La Naturaleza es una doncella de atractivos que embelesan, seducen y enloquecen al que la corteja con espíritu contemplativo y corazón ardiente. Pero, a la vez es una maestra cuyas enseñanzas son altamente útiles, pues llevan a la mente las ideas más nobles y despiertan o excitan en nosotros sentimientos que dormían o estaban aletargados.

El amor a Dios y a sus criaturas es consecuencia de las enseñanzas de la maestra Naturaleza. Para convencernos de ello no es preciso sino abrir el corazón –sin rebeldías, eso sí—al ritmo cadencioso que se escapa del Universo, el cual sentimos estremecerse, desde el centelleo de los astros hasta la agitación del polen en las flores. Todo está en movimiento, movimiento que engendra una explosión de aromas y de himnos que sólo caben en el templo infinito de la Creación.

El convencimiento de que nada hay muerto en la Naturaleza, nos hace amar los campos desiertos, los paisajes agrestes, los animales, las plantas, los seres orgánicos; de tal modo que no hay nadie, dotado de alguna cultura, que no guarde reminiscencias gratas de sitios –indiferentes para otros—donde ocurrieron sucesos más o menos dulces, tal vez dolorosos, de su propia existencia.

¿Quién no recuerda el lugar de su nacimiento, sea una ciudad, una aldea, aun una barraca abandonada o ruinosa?

Yo, por mi parte –y perdonadme que de mí trate: es un corto desahogo—pienso cada día en el valle donde vi la luz por vez primera: frío, alegre, tallado como un nido de Cóndores entre los riscos de una montaña andina; creo ver su río bordado de Robles, Dragos y Sietecueros, y las vacadas que pacen en prados perfumados que salpican Violetas blancas, Salvias azules y Ranúnculos de oro; oigo el canto de las aves que escuché de niño: caseros Pinches, festivos Cucaracheros, melancólicas Chilcaguas. . . . .

¿Quién ha olvidado esas noches estrelladas y serenas de los climas cálidos, cuando, al compás de cantares montañeses, soñábamos u oíamos en el fondo del misterioso platanar rumores extraños que llenaban el corazón de sobresalto?

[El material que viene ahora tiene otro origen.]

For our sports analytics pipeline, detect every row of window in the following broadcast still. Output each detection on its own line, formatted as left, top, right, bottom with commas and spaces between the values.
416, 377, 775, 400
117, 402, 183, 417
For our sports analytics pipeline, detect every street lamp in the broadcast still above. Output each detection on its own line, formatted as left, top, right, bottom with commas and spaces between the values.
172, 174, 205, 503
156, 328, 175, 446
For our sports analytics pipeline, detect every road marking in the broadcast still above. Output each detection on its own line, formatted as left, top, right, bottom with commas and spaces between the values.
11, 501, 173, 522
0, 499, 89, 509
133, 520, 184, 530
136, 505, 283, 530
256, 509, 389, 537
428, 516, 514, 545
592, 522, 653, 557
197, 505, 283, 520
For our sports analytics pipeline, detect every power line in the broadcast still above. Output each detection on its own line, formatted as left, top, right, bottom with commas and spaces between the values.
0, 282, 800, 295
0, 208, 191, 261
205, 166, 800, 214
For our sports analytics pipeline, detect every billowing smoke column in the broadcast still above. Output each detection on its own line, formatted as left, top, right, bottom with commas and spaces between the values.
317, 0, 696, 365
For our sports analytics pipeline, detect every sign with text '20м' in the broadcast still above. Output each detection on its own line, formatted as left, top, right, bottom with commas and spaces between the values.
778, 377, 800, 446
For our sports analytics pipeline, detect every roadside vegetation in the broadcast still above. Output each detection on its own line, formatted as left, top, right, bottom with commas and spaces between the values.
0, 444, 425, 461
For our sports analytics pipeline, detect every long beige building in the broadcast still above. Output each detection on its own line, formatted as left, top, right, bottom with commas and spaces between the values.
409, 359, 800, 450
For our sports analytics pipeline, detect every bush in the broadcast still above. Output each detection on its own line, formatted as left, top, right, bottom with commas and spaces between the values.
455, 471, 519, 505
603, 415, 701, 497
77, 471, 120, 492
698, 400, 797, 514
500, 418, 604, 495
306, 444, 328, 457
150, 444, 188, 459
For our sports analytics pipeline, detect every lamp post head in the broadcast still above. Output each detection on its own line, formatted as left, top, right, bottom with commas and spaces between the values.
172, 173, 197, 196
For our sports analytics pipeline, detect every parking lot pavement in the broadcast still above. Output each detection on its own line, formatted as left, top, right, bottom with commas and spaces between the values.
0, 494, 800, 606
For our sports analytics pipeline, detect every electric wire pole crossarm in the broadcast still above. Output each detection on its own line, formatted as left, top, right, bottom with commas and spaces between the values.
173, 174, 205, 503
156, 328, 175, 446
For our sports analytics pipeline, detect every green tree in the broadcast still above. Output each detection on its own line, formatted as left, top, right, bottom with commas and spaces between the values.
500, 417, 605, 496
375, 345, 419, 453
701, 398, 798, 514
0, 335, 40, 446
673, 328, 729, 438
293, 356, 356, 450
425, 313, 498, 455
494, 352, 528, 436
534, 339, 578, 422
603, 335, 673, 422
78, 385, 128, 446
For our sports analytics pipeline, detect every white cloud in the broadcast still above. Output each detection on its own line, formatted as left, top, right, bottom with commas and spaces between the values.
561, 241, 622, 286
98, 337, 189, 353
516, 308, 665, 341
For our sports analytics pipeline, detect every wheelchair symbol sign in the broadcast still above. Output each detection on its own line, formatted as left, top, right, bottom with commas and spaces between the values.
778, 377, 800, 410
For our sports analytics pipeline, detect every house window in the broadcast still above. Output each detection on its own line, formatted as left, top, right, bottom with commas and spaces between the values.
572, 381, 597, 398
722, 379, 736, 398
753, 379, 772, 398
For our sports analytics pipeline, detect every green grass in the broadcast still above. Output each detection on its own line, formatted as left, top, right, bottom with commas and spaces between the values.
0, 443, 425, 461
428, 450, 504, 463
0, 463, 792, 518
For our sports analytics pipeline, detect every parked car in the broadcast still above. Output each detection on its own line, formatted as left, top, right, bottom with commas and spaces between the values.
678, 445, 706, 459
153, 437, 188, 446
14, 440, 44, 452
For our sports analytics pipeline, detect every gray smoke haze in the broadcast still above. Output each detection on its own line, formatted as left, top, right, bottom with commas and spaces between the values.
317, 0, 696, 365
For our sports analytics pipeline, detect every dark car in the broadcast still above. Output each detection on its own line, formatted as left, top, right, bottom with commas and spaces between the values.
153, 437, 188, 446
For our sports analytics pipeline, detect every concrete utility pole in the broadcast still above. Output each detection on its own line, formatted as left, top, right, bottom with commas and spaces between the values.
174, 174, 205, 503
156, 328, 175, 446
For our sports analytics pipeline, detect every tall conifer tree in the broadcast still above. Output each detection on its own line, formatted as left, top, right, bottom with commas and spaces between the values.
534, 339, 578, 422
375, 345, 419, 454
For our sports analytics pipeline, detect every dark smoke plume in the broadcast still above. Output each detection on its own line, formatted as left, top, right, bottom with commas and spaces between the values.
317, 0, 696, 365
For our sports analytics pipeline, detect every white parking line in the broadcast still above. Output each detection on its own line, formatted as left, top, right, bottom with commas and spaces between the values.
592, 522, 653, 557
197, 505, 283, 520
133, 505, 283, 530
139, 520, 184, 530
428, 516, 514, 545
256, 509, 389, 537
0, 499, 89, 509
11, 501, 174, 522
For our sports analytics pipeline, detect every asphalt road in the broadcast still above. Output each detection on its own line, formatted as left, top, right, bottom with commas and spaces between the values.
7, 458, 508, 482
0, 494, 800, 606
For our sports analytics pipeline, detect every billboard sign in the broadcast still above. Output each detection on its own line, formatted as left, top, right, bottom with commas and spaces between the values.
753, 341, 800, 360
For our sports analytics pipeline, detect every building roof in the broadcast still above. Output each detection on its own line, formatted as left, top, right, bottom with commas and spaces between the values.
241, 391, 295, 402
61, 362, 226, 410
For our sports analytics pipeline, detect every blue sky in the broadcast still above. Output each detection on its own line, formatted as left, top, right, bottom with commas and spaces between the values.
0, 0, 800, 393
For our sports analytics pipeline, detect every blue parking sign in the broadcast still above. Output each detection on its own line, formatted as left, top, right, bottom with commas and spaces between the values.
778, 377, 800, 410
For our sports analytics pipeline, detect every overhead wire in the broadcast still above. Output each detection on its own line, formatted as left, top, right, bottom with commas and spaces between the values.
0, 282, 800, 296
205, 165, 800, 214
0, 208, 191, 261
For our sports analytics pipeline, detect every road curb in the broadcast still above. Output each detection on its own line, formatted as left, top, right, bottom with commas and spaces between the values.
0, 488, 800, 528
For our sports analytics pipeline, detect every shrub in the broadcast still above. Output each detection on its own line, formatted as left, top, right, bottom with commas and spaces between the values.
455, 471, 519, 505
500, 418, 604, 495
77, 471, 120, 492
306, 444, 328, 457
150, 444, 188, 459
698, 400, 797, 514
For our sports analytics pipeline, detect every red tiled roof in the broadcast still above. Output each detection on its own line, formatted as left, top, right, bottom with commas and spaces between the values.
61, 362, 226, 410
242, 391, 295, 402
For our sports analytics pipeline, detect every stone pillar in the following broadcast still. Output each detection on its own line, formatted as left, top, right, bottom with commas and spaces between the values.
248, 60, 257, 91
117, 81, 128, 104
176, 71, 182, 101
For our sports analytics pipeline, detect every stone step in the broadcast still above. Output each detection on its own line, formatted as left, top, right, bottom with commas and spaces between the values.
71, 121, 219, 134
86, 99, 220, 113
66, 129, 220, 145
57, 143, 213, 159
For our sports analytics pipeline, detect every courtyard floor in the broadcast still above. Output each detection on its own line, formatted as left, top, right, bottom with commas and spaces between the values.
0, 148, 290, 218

La Luz de la plena Luna se refleja en las lustrosas hojas del gigantesco Plátano, cuya silueta se perfila en el fondo azulino del firmamento y nos parece ver como un bosque de Palmeras. En la playa cercana se destacan los Totumos, de tronco retorcido, sinuoso y casi enano; semejan ancianos decrépitos y abatidos bajo el peso de un mundo de parásitas.

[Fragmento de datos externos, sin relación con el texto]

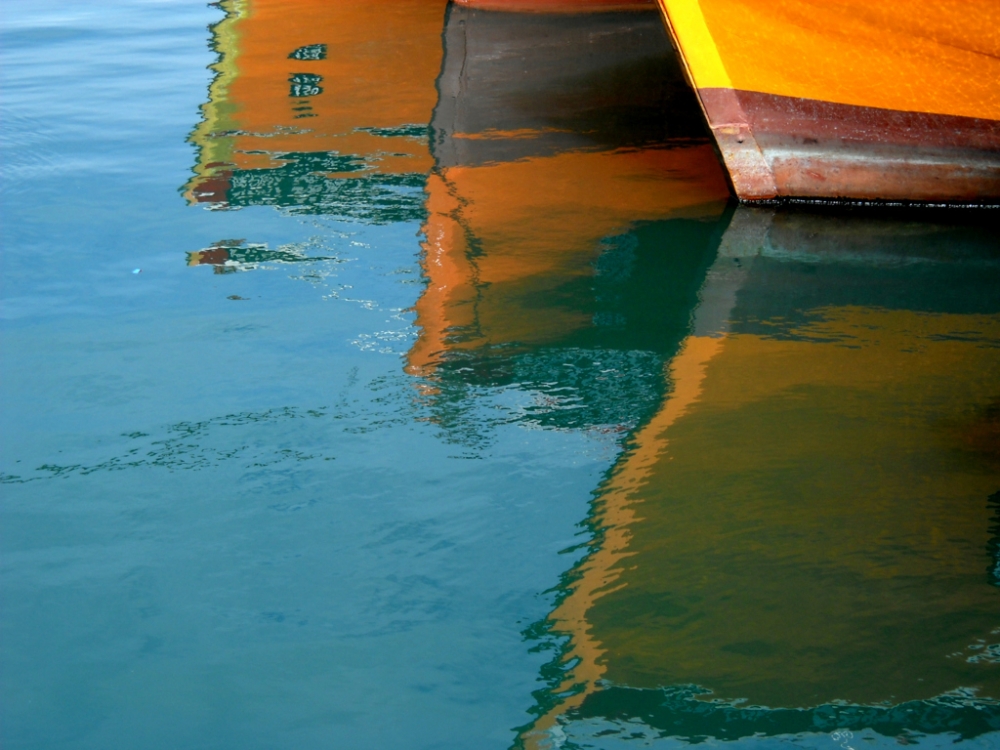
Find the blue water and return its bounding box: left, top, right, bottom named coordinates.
left=0, top=0, right=1000, bottom=750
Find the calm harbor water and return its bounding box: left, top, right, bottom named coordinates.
left=0, top=0, right=1000, bottom=750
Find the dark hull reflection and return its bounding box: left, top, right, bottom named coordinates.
left=408, top=6, right=728, bottom=434
left=525, top=209, right=1000, bottom=745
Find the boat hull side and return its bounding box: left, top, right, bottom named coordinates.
left=698, top=88, right=1000, bottom=204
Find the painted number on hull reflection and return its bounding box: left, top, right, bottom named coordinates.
left=288, top=73, right=323, bottom=99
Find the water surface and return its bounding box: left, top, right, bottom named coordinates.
left=0, top=0, right=1000, bottom=750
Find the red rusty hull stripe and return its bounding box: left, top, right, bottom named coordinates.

Más lejos se ve una agrupación de Carboneros en la orilla de un pequeño torrente que, después de descender como una cinta de espuma por breñas casi verticales, abandona su rapidez vertiginosa y se entretiene saltando y gritando en una playa.

Los erguidos árboles parecen pabellones de verdura bajo los cuales se bañan a estas horas las ninfas que moran en las cuevas de los peñascos y en lo más oculto de las frondosidades de la selva. Hasta creemos escuchar, por entre los murmurios del torrente, su alegre canto y argentina risa que dejan escapar mientras descubren ante el misterio de la soledad y de la Luna sus desnudeces de alabastro, medio veladas por sus cabelleras negras como las alas de las Turpiales que ahora duermen en sus nidos.

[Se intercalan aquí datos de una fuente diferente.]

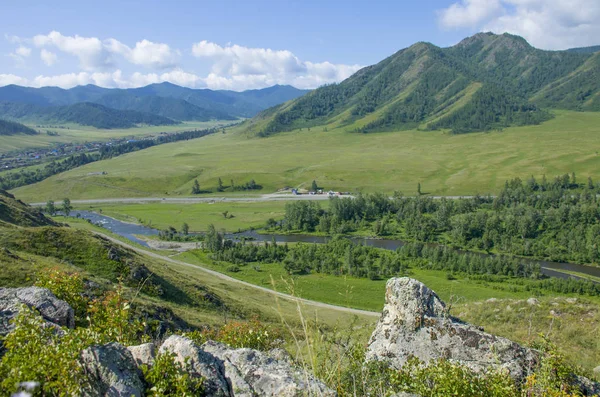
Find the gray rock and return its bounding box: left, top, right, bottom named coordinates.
left=127, top=343, right=156, bottom=367
left=202, top=341, right=336, bottom=397
left=366, top=277, right=539, bottom=379
left=158, top=335, right=232, bottom=397
left=81, top=342, right=144, bottom=397
left=0, top=287, right=75, bottom=335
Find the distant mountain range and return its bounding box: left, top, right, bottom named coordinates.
left=246, top=33, right=600, bottom=136
left=0, top=83, right=307, bottom=128
left=0, top=119, right=37, bottom=136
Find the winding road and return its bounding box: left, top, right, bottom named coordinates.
left=93, top=231, right=381, bottom=317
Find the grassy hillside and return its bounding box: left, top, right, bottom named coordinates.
left=0, top=102, right=178, bottom=129
left=0, top=119, right=37, bottom=135
left=247, top=33, right=600, bottom=136
left=15, top=111, right=600, bottom=202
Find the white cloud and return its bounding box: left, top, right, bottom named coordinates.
left=439, top=0, right=600, bottom=50
left=192, top=40, right=360, bottom=89
left=439, top=0, right=502, bottom=28
left=40, top=48, right=58, bottom=66
left=32, top=31, right=179, bottom=71
left=15, top=46, right=31, bottom=58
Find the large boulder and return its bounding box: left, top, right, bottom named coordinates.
left=366, top=277, right=539, bottom=379
left=158, top=335, right=232, bottom=397
left=81, top=342, right=144, bottom=397
left=0, top=287, right=75, bottom=336
left=202, top=341, right=336, bottom=397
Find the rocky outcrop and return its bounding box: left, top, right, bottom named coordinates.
left=81, top=343, right=145, bottom=397
left=127, top=343, right=156, bottom=367
left=158, top=335, right=232, bottom=397
left=202, top=341, right=336, bottom=397
left=0, top=287, right=75, bottom=336
left=366, top=277, right=539, bottom=379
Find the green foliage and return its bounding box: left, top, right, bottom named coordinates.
left=35, top=268, right=89, bottom=318
left=142, top=353, right=204, bottom=397
left=185, top=319, right=282, bottom=351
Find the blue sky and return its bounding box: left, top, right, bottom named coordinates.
left=0, top=0, right=600, bottom=90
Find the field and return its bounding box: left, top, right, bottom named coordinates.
left=0, top=121, right=228, bottom=154
left=82, top=201, right=290, bottom=232
left=14, top=111, right=600, bottom=201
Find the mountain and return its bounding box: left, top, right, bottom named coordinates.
left=0, top=83, right=308, bottom=121
left=0, top=102, right=178, bottom=129
left=246, top=33, right=600, bottom=136
left=567, top=45, right=600, bottom=54
left=0, top=119, right=37, bottom=135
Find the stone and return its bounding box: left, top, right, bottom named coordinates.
left=158, top=335, right=231, bottom=397
left=127, top=343, right=156, bottom=367
left=202, top=341, right=336, bottom=397
left=81, top=342, right=145, bottom=397
left=366, top=277, right=540, bottom=380
left=0, top=287, right=75, bottom=336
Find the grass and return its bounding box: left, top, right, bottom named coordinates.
left=77, top=201, right=286, bottom=232
left=0, top=121, right=223, bottom=153
left=176, top=250, right=568, bottom=311
left=10, top=111, right=600, bottom=201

Y ¡qué hermosas son las mañanas en los mismos climas! Soplan las brisas perezosas pero inquietas; escúchanse los ecos del rumoroso torrente en la quebrada de la montaña; revolotean las Mariposas y Libélulas; cantan bandadas de pájaros enamorados y artistas; calienta el Sol y zumban los insectos. Esta es la fiesta de la Naturaleza. Al lado de la casa se extiende el huerto; cerca al perfumado Limonero, en medio de Jazmines fragantes y olorosas Albahacas, esparce en el ambiente el Chirimoyo sus aromáticos efluvios que rivalizan y vencen, en suavidad de sus esencias, a todos los demás. Esa infinita variedad de embalsamadas emanaciones unidas a las que se desprenden, en el cercano rastrojo, de los Salvios y Churimos, dan a la atmósfera que se aspira en los pliegues profundos de los Andes, un aroma especial, característico y deleitoso en sumo grado.

Es el aliento casto y dulce de la Naturaleza.